As the nation tries to cut its health care costs, critics of reform have worried that some patients who need expensive though risky procedures like coronary artery bypass graft surgery (CABG) might not get them.

But a new Harvard School of Public Health study could allay those fears.

According to study results published in Circulation: Cardiovascular Quality and Outcomes, Arnold Epstein, MD and colleagues found that 255 hospitals participating in a federal Centers for Medicare and Medicaid Services (CMS) quality improvement program did not limit patients’ access to such surgery.

The findings “should be reassuring to those concerned about a negative effect from P4P [pay-for-performance] on access to care,” the researchers wrote.

At issue in the study was whether these initiatives, in which CMS offers participants financial rewards for meeting sets of quality metrics, would also encourage hospitals to do fewer surgical procedures where patients face higher risk of death or poor outcomes.

CMS has been testing the effectiveness of P4P in demonstration programs since 2003, the authors wrote.

The largest of these was the Premier Hospital Quality Incentive Demonstration (Premier HQID), in which 421 hospitals agreed to meet quality benchmarks set by CMS for several treatments and procedures offered Medicare patients, including CABG. The aim was to lower mortality rates while cutting costs—a program that evolved into the federal “value-based purchasing” program introduced in Oct. 2012.

To determine whether the new system would mean some patients would be denied high-cost CABG out of hospitals’ attempts to lower their surgical death rates, the researchers compared the performance of hospitals in the Premier HQID with those of a representative national sample of hospitals not participating in the program.

The comparison group reported outcomes through the Hospital Quality Alliance.

“We expected that [CABG] rates at Premier hospitals would decrease more over time,” the authors wrote, as those facilities tried “to avoid high mortality rates and consequent financial penalties.”

Though the control group was larger than the Premier group (more than 500,000 patients vs. about 92,000) they were matched for patient demographics and severity of disease.

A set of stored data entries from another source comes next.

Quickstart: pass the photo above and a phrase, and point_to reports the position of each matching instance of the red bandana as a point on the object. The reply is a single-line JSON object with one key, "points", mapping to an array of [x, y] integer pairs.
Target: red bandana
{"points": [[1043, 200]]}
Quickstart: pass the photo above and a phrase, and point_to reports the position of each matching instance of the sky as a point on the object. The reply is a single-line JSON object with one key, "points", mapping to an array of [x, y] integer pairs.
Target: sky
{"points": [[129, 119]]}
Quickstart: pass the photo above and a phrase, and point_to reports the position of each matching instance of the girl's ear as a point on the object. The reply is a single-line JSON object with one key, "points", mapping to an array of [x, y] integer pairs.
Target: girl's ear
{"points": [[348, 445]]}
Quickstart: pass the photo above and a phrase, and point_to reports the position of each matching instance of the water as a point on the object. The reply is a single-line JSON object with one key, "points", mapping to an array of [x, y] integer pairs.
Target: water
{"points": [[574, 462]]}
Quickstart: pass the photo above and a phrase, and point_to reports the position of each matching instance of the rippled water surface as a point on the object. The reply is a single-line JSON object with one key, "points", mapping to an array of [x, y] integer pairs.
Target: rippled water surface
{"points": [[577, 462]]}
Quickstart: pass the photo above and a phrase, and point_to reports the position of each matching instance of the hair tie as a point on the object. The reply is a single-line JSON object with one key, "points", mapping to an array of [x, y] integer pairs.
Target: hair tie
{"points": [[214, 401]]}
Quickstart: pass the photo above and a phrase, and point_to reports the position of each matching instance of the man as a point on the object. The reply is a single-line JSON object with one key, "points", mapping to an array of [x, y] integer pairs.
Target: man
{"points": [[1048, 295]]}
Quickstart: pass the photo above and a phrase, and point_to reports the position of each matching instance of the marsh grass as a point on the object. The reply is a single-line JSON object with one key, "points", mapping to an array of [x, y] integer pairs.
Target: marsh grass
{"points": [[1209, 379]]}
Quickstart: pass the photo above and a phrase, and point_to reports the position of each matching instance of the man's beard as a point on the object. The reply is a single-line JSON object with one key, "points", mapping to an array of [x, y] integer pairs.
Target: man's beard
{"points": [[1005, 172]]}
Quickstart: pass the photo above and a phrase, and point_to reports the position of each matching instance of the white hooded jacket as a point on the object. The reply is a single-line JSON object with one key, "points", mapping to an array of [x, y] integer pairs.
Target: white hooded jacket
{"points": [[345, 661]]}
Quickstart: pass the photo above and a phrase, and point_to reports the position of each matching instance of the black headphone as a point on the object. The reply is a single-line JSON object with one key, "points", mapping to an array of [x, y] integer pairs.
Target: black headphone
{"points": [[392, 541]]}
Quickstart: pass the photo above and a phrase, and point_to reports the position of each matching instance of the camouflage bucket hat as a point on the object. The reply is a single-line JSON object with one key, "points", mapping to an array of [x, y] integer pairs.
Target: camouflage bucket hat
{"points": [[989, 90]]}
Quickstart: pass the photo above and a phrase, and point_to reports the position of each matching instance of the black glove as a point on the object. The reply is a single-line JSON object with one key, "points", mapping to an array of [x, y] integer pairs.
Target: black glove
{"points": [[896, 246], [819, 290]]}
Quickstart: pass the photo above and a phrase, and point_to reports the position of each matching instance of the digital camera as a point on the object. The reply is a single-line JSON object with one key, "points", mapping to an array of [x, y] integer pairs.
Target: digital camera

They found that the overall use of CABG declined in both groups, with no major difference between hospitals in the P4P project and the control group. One reason for the decline was the rising popularity of less invasive percutaneous intervention procedures, the researchers wrote. The study period went from 2003 to 2009.

But since hospitals in the study were also given financial incentives to reduce mortality in patients with acute myocardial infarction (AMI) they appeared to perform CABG whenever it was medically indicated, the team found. That may have a cancelled out any incentive to avoid the procedure.

“In patients with AMI for whom CABG was clearly the treatment of choice, financial incentives for AMI mortality may have acted to reduce risk-aversive behavior,” they concluded.